Dr. Nicholas Pashos, Ph.D., founder and CEO of BioAesthetics, developed the graft that regenerates a permanent, living NAC during his doctoral work at Tulane University. Now his aim is to focus on transforming lives through advancements in biomaterials while commercializing his inaugural product and taking it through clinical trials. He said:
“Given the often unsatisfactory results of current NAC reconstruction options like prostheses, tattoos, and skin flap reconstructions, it is our hope that the NACgraft will improve the quality of life of those patients choosing to undergo breast reconstruction. This includes improved body image and other positive psychological impacts.”
The current options available to women after a mastectomy include a removable, prosthetic rubber nipple and areola that are non-living and non-permanent.
Patients can also choose to have a tattoo of an image of a nipple, but while this can look realistic, it often fades, especially when there is scar tissue.
The other possibility is a nipple reconstruction, where the surgeon uses skin grafts from the patient to create a nipple-like structure, but these solutions tend to lose volume after a time.
A Real, Living Option
The NACgraft is a cell-free, biologically derived nipple and areola graft that once applied by a surgeon will allow the patient’s own body to integrate it. The process starts with a donor NAC, which is decellularized to remove materials that could cause graft rejection. This is carried out while protecting the natural proteins and structure of the NAC.
The NACgraft is then surgically implanted onto the patient’s breast. The process uses the patient’s own natural ability to heal, resulting in a real and living nipple unique to and also part of the patient. Unlike traditional tissue grafts or organ transplants, where immune-suppressing drugs are required, patients do not need to take this kind of medication to support their NACgraft.
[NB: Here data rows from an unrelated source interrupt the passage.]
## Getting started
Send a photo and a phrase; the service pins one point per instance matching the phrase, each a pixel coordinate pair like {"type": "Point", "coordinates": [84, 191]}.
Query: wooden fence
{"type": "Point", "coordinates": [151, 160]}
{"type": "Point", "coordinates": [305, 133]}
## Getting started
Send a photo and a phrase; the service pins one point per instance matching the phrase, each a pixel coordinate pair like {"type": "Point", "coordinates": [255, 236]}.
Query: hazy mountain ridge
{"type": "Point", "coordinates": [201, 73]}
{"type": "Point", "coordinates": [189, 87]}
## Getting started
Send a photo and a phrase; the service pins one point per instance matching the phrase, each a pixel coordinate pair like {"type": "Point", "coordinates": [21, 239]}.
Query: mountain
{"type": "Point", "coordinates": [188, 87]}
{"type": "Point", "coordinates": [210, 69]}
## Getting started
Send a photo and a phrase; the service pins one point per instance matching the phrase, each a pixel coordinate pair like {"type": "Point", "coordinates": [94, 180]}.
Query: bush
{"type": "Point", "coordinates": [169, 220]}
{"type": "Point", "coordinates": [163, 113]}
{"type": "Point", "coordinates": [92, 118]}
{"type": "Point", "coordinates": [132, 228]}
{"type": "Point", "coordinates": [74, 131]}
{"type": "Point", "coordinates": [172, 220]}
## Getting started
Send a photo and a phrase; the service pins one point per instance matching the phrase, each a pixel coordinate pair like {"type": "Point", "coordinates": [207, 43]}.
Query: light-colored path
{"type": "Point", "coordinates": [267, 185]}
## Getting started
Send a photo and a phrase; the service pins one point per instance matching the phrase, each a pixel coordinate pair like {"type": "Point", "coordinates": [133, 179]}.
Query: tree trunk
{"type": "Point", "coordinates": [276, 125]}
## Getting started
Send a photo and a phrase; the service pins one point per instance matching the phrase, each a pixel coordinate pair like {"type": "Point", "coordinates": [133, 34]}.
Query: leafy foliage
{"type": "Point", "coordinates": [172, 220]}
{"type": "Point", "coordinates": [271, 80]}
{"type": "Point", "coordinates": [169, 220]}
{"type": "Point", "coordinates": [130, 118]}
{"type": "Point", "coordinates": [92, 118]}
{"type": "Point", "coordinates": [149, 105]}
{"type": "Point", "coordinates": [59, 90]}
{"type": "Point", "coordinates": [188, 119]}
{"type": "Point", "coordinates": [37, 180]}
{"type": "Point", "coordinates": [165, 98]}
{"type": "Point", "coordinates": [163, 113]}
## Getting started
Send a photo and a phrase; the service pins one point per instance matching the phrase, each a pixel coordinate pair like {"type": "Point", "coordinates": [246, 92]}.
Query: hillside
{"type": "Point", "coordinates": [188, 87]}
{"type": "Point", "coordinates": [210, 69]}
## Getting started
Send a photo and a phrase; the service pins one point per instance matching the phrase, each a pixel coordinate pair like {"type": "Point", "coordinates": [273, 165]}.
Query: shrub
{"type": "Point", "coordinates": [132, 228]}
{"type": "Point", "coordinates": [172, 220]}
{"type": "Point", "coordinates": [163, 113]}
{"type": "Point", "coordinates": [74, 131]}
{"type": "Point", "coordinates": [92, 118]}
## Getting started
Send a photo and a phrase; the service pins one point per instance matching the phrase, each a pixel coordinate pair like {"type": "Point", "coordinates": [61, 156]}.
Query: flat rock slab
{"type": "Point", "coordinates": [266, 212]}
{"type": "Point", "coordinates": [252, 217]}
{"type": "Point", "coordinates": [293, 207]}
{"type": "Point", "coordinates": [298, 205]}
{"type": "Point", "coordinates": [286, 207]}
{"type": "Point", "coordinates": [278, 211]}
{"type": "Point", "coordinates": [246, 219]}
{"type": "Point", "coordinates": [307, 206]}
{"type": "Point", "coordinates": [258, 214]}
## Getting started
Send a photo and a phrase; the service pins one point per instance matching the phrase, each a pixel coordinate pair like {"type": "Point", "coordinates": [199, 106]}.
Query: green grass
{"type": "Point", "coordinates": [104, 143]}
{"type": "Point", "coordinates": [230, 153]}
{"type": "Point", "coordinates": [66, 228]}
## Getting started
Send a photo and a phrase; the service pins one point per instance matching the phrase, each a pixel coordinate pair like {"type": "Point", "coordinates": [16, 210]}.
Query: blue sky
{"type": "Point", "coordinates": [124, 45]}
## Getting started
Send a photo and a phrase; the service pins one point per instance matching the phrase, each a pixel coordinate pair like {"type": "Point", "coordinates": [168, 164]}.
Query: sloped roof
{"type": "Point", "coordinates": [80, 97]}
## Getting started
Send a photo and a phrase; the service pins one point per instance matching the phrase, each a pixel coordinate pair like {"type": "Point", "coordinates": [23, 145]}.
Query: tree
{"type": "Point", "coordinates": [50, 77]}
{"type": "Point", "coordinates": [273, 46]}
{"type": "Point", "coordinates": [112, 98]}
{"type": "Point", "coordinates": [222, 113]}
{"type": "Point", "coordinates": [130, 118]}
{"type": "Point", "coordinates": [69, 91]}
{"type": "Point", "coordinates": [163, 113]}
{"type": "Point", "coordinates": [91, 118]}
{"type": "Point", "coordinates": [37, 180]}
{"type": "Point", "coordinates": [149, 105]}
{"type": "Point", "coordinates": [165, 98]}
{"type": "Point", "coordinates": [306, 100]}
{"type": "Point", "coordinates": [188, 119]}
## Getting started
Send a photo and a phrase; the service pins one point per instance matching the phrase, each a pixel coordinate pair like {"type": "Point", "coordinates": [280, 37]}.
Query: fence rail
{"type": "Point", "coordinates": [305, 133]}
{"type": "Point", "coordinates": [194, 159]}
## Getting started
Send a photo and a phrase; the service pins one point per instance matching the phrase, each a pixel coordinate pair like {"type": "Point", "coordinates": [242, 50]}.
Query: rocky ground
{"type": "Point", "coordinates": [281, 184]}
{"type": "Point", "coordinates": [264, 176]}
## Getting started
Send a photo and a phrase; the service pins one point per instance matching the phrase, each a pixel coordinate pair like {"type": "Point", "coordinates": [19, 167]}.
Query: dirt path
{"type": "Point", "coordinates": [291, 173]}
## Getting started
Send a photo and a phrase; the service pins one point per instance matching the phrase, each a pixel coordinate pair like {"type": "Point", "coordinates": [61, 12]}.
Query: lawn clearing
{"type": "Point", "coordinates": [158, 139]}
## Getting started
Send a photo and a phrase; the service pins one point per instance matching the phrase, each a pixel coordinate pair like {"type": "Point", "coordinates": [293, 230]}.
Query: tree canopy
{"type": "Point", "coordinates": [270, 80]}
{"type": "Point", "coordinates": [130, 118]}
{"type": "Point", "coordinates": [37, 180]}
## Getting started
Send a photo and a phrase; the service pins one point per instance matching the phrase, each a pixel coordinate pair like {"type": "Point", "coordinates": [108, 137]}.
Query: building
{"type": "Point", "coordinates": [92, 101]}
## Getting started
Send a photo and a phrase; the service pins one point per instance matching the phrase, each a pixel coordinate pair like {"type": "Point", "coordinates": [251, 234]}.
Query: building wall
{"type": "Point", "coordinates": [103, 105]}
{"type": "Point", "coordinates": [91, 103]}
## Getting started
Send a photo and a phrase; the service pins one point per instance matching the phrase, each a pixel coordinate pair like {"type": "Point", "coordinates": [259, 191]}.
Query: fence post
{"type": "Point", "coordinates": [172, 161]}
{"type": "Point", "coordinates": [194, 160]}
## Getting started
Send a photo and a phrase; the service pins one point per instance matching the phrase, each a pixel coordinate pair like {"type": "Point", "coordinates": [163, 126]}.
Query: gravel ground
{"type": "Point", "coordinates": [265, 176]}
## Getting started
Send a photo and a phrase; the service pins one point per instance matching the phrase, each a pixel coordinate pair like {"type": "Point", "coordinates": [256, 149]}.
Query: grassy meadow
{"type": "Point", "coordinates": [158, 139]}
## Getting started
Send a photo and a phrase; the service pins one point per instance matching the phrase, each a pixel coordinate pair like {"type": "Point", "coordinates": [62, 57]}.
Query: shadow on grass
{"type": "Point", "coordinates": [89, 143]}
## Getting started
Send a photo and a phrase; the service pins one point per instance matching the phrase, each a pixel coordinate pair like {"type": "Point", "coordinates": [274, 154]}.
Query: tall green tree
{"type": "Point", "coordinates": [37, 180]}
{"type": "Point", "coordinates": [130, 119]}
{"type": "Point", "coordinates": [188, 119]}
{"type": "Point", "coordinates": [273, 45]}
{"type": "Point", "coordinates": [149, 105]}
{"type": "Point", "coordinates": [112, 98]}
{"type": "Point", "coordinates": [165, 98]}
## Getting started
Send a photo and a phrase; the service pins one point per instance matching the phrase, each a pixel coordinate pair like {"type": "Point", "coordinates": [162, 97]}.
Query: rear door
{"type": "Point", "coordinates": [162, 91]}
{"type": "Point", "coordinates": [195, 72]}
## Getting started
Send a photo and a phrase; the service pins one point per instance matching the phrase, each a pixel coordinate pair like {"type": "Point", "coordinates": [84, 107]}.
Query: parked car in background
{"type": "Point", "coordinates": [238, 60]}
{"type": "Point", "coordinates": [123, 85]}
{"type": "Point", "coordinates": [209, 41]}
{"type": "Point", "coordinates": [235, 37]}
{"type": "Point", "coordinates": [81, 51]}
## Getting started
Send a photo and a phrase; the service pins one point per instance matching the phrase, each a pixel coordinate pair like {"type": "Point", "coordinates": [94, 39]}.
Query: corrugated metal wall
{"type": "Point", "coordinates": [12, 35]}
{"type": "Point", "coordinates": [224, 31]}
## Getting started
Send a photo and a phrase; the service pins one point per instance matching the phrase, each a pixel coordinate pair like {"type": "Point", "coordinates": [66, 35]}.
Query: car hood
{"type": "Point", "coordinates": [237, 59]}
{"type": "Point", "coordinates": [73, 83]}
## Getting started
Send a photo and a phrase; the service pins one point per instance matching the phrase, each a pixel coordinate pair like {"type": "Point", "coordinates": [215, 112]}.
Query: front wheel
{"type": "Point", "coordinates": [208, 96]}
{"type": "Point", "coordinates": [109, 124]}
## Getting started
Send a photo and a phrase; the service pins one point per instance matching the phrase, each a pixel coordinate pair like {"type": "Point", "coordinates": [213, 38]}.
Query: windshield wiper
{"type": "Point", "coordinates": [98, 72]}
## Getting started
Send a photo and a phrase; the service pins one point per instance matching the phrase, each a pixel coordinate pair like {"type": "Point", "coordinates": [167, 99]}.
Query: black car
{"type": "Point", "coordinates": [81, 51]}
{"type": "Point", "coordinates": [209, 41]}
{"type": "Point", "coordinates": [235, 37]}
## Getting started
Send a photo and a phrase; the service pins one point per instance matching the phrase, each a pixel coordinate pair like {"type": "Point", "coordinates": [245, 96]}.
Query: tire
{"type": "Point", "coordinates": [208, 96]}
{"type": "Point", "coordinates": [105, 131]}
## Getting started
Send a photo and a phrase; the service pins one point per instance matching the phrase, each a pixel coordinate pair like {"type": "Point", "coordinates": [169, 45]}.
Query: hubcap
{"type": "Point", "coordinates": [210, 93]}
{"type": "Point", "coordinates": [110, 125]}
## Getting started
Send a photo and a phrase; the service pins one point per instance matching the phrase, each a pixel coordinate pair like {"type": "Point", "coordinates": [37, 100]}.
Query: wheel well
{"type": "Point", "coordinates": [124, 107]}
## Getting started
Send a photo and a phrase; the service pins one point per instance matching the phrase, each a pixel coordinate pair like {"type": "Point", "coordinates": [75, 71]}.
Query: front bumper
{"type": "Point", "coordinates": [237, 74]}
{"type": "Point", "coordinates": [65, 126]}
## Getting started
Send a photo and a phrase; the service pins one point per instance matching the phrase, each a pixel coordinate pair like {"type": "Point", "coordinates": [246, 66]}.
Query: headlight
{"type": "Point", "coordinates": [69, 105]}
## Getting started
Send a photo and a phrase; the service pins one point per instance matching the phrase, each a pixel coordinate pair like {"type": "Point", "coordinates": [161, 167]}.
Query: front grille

Test grafts have shown promising results, according to Dr Pashos. Within a week, living cells migrate from the host tissue into and throughout the graft; within three weeks, blood vessels begin to form within the graft and new skin forms over the graft.
Dr. Pashos added:
“We’re working hard with reconstructive surgeons to develop innovative treatment options that improve the aesthetic and overall health outcomes for patients. His aim for the future is to develop other techniques using biomaterials advanced within the field of wound and reconstructive care. Our first product is the nipple/areola graft for mastectomy patients to give them a living nipple and areola. But our goal is to eventually expand this to other plastic and reconstructive needs using biomaterials, such as pelvic organ prolapse reconstruction.”